In 1952, Zlobin decided to explain to the readers the purpose of his work, for which he published the article "Happiness to create for the people" in the journal "Change". In it, he emphasizes that he strove to create a different image of Razin: not a robber, like bourgeois writers, but a people's leader who absorbed strength and wisdom, believes in his people and loves his homeland.
In order for Razinās image to fit into this concept, he has to rethink some facts of his biography, and some to completely reject, he is quite free to use documents, allowing freedom of fiction.
In 1962, Stepan Zlobinās autobiographical novel Missing People appeared in print. This work becomes important for the rehabilitation of all Soviet prisoners of war.
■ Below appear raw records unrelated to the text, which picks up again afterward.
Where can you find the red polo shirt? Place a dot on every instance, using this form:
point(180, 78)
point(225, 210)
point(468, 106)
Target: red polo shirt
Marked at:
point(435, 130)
The novel is dedicated to the struggle of Soviet soldiers who were captured by the Nazis. The author visually recreates the details of his biography, drawing the face of courageous Soviet patriots in Nazi concentration camps. His characters steadfastly endure conditions in captivity, find strength for resistance, the organization of the anti-fascist underground. Regularly organize shoots, the destruction of traitors, prepare for armed rebellion. The novel was first published in the publishing house "Soviet Writer".
The novel "Morning of the Century" by Zlobin, dedicated to events on the eve of the 1905 revolution, remained incomplete. The hero of the article died in the fall of 1965 at the age of 61. His health was undermined by his captivity. He was buried in the Novodevichy cemetery.
Personal life
In total there were two families with Stepan Pavlovich Zlobin. His first wife was Ganna Samoilovna Spevak. In 1930, their son Nal was born, who became a culturologist and philosopher, was considered a major specialist in the field of social philosophy. He is a graduate of the Faculty of Philosophy of Moscow State University, who then worked as a teacher, journalist, editor of the Nauka publishing house. In 1984 he defended his doctoral dissertation on culture and social progress. His wife is Irina Zhigunova. Stepan Zlobinās son died in 1998 after a long illness at the age of 67.
The second wife of the hero of the article is Victoria Zlobina. Little is known about her biography.